I love my job. I really do. I get a chance to do several things through it. One, I get to look at some really cool houses and then show them off to people like I know what I’m talking about…which most of the time I do. But seriously, if you ask me how to rewire a house and how much it would cost, I’m probably not going to know that. Sorry! Two, I get a chance to meet some really neat people and work with some really great friends, which is always a good time.
Today I met a young couple, and we looked at houses for about 3 1/2 hours. They were a thoroughly enjoyable couple. We were able to have an easy conversation the whole way through that time frame, and then when it was done, they called me back to let me know how much they liked the restaurant I had recommended to them. It was just a fun time.
I don’t know if these people will move here from out of town.
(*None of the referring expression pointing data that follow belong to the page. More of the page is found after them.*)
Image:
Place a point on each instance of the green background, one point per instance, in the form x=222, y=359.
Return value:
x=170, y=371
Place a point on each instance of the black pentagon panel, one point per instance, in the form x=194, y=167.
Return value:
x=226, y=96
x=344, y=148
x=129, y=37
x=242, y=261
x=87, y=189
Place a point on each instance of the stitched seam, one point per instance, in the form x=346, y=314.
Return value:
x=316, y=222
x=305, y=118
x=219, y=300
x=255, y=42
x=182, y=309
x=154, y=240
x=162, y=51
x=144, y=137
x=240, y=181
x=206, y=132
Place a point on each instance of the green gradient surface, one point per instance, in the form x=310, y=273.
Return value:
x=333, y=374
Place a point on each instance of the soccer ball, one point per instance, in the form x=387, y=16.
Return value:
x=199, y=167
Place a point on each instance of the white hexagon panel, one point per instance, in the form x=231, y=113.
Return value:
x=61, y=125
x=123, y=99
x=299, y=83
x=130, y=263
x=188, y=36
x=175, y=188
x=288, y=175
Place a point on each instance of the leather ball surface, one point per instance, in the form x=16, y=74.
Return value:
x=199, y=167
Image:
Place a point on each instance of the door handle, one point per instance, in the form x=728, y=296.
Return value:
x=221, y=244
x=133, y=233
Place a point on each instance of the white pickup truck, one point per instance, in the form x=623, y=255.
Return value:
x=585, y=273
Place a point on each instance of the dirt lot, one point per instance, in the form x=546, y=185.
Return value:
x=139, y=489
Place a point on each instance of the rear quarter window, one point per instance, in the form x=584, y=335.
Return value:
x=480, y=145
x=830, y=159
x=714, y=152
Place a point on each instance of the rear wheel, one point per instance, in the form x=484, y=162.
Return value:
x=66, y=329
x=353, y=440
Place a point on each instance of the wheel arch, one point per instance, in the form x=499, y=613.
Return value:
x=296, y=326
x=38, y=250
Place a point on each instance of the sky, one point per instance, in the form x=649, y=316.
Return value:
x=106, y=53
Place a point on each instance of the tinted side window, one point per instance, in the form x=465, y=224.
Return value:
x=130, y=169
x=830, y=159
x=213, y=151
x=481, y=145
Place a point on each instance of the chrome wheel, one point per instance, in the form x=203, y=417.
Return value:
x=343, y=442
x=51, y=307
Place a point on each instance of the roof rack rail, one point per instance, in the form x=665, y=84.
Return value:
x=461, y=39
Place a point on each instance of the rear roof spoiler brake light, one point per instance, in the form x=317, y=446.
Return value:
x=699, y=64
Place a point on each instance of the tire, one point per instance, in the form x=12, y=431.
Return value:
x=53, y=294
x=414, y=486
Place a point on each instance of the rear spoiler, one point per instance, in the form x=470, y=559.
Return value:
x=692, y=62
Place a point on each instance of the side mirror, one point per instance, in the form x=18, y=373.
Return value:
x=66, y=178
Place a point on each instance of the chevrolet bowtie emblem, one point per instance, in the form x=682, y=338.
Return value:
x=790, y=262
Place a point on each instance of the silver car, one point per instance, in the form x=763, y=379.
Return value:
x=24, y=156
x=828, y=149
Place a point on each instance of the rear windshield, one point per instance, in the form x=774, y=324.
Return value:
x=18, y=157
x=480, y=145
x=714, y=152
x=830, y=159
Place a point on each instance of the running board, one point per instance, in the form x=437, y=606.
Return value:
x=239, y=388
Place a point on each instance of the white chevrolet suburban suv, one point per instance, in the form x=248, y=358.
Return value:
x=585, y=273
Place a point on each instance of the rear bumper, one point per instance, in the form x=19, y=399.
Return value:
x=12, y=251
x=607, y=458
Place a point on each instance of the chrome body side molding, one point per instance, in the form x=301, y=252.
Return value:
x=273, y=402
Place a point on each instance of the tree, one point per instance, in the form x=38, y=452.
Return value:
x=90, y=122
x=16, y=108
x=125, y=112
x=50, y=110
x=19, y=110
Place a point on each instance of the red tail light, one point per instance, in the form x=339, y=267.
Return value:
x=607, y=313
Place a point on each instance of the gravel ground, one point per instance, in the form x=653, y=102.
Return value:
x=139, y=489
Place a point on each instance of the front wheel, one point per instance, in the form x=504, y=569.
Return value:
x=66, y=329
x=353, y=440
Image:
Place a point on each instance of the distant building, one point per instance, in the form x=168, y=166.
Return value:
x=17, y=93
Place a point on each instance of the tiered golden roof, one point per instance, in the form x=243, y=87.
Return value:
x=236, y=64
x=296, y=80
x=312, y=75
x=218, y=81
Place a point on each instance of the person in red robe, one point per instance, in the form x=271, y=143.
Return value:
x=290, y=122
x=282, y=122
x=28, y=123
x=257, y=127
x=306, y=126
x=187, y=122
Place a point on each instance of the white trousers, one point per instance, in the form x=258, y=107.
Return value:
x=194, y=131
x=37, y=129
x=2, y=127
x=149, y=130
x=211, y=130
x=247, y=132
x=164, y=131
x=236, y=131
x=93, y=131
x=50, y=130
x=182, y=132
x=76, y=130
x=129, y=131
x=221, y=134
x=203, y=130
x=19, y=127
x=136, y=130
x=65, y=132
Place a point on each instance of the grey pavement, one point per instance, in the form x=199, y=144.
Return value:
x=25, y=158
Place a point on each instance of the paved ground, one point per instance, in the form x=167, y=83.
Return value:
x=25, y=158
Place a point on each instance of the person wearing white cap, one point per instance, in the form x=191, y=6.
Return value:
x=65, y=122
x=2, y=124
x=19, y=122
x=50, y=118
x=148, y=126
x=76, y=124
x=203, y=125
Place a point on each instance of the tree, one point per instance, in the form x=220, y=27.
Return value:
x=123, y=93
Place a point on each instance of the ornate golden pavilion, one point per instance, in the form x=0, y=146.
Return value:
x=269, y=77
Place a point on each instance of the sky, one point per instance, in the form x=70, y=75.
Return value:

I don’t know really a whole lot about them other than what I learned in the time we spent together. But I appreciated their energy and their honesty. What stuck out about this time I spent with this couple is after leaving them, I felt refreshed. I didn’t feel tired and worn out like I do sometimes.
Then it got me thinking. How do people feel when they leave me? Do I wear them out, or do I lift them up? Do people count the hours till I leave or until we can hang out again? I hope it’s the latter, but I know that some days I’m a bear to be around. Those days I usually try to avoid people altogether. I don’t know that that’s the right response, but that’s what I do. Or sometimes if I’m in a bad mood I try to go hang out with kids and just play. That usually helps a ton!
I don’t have much of a point today other than I always hope to lift people up instead of tearing them down. May God’s grace and love always shine on you through me, and if it doesn’t, may we be good enough friends for you to set me straight!